En los años sesenta, las bicicletas se vendían en algunas tiendas que se localizaban en los pueblos. Pocos pobladores tenían una. La usaban para trasladarse alrededor de la iglesia, ir hasta sus casas después de la jornada laboral, o visitar a sus familias. Las había con y sin parrilla. Los hombres cargaban a sus mujeres en la parte trasera o en la barra. Los domingos, las bicicletas rurales se mezclaban con los camiones, con los burros de carga, con los autos particulares. Era un típico festival de medios de transporte que se repetía cada domingo.

La primera bicicleta que llegó a mis manos, fue una Monarck color rojo y blanco. Me trepé como pude. Sin sentarme –porque no alcanzaba a los pedales– aceleré con la fuerza de una pantera. De ahí en adelante nadie pudo detenerme. Montaba como los insectos: días y tardes. Salía de madrugada al mercado del pueblo y regresaba con el viento soplándome en la cara. La Monarck siempre estaba andando conmigo, o esperándome “callada” en su sitio de parqueo.

Después de las carretas tiradas por bueyes y los elegantes carruajes usados en China, India y los países monárquicos de Europa, vendría el revolucionario invento de las bicicletas. Un avispado alemán llamado Karl Drais se mató por crear una máquina de madera con dos ruedas y un asiento. Su diseño fue tan primitivo, que no tenía frenos, ni timón confortable para maniobrar. Sin embargo, resultaba ser la primera idea de un artefacto distinto al carro.

Thomas McCall se animó con el invento del segundo velocípedo –después de aparecer la bicicleta de Drais–. Corría el año 1830 cuando el proyecto vio la luz del día. La máquina de Thomas tenía dos ruedas, la delantera más pequeña que la trasera; como novedad añadió un timón, varillas y palancas. La gente se animó a montarla pese a lo difícil que era manejarla y sentirse cómodo en el asiento, pero cada vez ganó más admiradores, porque servía para cubrir distancias cortas.

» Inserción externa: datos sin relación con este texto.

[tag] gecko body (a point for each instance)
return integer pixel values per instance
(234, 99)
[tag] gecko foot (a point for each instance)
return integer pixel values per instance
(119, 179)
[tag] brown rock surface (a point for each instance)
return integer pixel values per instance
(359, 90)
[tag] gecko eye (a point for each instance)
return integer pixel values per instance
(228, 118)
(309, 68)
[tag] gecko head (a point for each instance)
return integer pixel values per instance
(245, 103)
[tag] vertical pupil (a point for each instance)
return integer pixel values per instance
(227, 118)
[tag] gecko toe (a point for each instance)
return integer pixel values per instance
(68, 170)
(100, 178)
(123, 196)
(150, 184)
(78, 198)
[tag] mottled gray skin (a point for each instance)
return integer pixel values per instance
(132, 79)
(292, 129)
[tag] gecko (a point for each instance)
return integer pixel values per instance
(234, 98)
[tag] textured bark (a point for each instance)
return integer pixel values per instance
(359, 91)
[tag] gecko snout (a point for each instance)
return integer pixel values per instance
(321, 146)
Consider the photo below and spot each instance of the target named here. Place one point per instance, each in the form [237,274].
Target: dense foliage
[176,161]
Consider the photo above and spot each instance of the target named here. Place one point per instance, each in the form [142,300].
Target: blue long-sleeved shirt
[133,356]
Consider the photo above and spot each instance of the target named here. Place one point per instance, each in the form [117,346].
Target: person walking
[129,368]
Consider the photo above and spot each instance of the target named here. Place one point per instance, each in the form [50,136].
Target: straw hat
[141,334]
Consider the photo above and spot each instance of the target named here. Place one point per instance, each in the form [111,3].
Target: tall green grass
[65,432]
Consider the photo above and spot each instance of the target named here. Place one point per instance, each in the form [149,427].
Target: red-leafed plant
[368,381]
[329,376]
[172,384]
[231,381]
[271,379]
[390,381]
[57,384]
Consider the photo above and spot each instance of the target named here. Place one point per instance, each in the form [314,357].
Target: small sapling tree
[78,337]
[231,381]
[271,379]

El emperador Aisin Gioro Pu-yi de la antigua dinastía Qing –el último emperador chino de esta familia de gobernantes– se prendió como una araña cuando le llevaron de regalo una bicicleta. Dio innumerables vueltas en el patio interior de la Ciudad Prohibida donde vivía encerrado, en la misma Pekín. Parecía disfrutar tanto del momento que no cesó de pedalear en el magnífico invento de metal del que ya era propietario. 

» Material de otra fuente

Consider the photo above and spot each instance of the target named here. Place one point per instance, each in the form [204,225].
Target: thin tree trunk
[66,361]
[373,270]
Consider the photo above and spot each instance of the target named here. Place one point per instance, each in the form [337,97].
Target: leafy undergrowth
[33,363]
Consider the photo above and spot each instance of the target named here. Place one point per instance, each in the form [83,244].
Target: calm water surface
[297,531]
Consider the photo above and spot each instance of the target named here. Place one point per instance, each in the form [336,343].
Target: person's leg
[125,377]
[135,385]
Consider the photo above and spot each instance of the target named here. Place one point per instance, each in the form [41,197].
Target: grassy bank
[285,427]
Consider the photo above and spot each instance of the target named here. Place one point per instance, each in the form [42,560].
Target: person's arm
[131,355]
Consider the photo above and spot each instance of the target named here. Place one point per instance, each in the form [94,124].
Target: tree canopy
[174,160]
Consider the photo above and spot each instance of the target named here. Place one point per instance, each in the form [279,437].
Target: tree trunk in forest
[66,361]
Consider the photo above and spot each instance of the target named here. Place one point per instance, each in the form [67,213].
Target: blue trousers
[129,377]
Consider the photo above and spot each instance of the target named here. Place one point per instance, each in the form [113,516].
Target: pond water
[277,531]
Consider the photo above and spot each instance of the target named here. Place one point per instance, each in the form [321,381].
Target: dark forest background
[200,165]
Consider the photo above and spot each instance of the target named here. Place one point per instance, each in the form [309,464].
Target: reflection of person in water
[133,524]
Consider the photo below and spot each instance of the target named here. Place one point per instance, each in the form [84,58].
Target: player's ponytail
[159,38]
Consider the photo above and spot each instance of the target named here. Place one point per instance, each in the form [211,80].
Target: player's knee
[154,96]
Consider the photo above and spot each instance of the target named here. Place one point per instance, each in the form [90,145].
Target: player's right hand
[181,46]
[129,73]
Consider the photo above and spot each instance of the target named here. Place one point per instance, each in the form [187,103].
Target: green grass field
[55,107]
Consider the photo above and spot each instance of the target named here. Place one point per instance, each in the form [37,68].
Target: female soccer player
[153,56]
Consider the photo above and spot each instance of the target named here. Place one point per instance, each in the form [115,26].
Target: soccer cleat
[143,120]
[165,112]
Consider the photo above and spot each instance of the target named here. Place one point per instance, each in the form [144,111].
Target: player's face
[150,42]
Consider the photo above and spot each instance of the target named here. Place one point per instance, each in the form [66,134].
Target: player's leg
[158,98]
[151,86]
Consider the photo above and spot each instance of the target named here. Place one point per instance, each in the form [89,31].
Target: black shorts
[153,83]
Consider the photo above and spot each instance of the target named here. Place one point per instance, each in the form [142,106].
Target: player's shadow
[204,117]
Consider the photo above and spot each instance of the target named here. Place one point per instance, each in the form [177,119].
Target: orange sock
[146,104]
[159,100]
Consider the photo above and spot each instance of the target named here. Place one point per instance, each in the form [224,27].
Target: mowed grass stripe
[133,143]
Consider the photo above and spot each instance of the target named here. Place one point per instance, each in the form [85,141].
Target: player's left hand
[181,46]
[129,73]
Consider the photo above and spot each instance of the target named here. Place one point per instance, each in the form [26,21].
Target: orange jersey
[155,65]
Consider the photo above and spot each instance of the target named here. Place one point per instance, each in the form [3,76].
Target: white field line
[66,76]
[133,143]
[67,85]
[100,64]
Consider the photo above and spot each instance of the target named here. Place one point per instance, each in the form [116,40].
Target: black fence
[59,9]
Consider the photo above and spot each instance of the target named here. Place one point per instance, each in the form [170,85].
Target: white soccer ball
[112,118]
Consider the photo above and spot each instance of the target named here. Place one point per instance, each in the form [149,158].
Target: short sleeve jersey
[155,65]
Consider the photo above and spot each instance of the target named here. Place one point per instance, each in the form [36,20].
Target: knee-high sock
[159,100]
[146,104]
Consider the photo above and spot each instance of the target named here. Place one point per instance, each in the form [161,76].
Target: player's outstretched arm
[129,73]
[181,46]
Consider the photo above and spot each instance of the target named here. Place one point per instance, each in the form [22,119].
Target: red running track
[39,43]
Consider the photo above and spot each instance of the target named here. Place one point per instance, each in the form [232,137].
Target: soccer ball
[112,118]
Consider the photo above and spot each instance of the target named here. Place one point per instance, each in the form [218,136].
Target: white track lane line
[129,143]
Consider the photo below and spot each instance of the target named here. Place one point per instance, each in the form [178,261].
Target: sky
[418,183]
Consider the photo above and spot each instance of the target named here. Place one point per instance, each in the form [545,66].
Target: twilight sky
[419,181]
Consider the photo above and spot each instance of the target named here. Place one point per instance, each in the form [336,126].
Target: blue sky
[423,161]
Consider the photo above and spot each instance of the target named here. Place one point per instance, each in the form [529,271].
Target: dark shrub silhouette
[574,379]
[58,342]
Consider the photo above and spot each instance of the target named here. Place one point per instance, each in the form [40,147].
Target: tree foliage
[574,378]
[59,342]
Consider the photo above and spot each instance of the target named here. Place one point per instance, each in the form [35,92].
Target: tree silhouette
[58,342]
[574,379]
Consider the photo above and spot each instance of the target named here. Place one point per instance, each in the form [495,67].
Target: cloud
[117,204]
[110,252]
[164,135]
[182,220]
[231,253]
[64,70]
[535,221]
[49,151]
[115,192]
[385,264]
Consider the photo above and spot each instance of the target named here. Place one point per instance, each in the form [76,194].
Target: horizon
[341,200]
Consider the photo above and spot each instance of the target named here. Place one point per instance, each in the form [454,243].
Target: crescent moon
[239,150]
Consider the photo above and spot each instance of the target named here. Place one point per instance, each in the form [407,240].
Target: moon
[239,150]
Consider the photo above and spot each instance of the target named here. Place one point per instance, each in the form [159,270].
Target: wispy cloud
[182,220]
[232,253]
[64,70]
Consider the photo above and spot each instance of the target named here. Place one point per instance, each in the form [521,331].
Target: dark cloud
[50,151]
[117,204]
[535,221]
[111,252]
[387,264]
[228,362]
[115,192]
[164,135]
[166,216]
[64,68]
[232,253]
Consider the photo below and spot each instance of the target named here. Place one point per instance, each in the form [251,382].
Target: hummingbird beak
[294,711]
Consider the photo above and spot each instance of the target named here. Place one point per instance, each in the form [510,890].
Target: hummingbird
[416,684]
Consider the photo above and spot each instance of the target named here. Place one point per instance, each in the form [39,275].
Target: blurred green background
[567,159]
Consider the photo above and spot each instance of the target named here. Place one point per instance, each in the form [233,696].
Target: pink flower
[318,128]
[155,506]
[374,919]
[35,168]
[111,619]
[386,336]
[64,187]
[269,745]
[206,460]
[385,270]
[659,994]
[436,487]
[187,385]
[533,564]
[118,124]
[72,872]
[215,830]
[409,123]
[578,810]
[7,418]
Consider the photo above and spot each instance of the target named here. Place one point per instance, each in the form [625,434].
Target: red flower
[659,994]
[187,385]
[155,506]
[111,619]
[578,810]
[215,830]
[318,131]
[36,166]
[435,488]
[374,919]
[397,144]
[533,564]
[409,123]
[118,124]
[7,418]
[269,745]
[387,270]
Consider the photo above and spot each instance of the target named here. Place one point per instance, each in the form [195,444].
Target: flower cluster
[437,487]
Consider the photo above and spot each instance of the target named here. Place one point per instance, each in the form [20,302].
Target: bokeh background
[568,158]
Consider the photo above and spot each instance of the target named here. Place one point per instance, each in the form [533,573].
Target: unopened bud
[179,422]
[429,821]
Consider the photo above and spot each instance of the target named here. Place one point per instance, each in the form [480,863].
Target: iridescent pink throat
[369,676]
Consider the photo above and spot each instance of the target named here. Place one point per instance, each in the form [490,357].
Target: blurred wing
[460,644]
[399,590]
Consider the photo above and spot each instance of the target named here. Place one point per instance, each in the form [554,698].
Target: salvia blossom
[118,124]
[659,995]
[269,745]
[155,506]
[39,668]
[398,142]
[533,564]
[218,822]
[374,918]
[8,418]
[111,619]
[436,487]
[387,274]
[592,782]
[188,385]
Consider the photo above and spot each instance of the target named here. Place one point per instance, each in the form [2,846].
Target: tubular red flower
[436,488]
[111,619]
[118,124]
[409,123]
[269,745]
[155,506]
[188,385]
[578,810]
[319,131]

Escenas parecidas vivieron los soldados europeos cuando, en vez de andar en círculo como un ula ula, libraron trayectorias larguísimas para ver a las novias que habían dejado abandonadas por la guerra. Pedalearon en sus bicicletas con el ánimo de ver las caras de esas jovencitas altas, delgadas y bonitas, que los esperaban con el alma cortada en cuatro. 

La misma evolución de la bicicleta hizo que varios fabricantes se lanzaron a diseñar propuestas nuevas: artefactos con pitos, con cronómetros, con canastas, amortiguadores y cadenas; con cambios y tubos de colores; de peso liviano o pesado, que hicieron el producto más atrayente. La locura corrió a lo ancho y largo de nuestro planeta. ¿Qué haríamos ahora? Inmortalizarse. 

La bicicleta nunca perdió su historia, ni se hundió en las páginas de los libros. Subió al podio como el medio de transporte más asombroso, el mejor entre otras opciones. La máquina con dos llantas y manubrio se multiplicó en distintos países, haciéndose ver por pueblos, ciudades, senderos destapados, carreteras pavimentadas, cerros, zonas llanas. Se crearon vías especiales con semáforos y señales, para usarlas. El invento de Karl Drais –autor de la primera bicicleta del mundo– surgió como un monstruo difícil de asfixiar.

Bicicletas de paseo, de montaña, híbridas, de triatlón, plegables, bicicletas urbanas, viven su gran apogeo actual. No habrá armatoste que las desbanque porque reina en su propio trono. Se inventó como un medio trascendental de transporte que no necesita de combustibles fósiles, o de energías limpias para subsistir. Se desarrolló como el aliado que brinda sonrisas, beneficios, salud al cuerpo, en vez de producir venenosas tormentas como son las enfermedades y las discordias emocionales.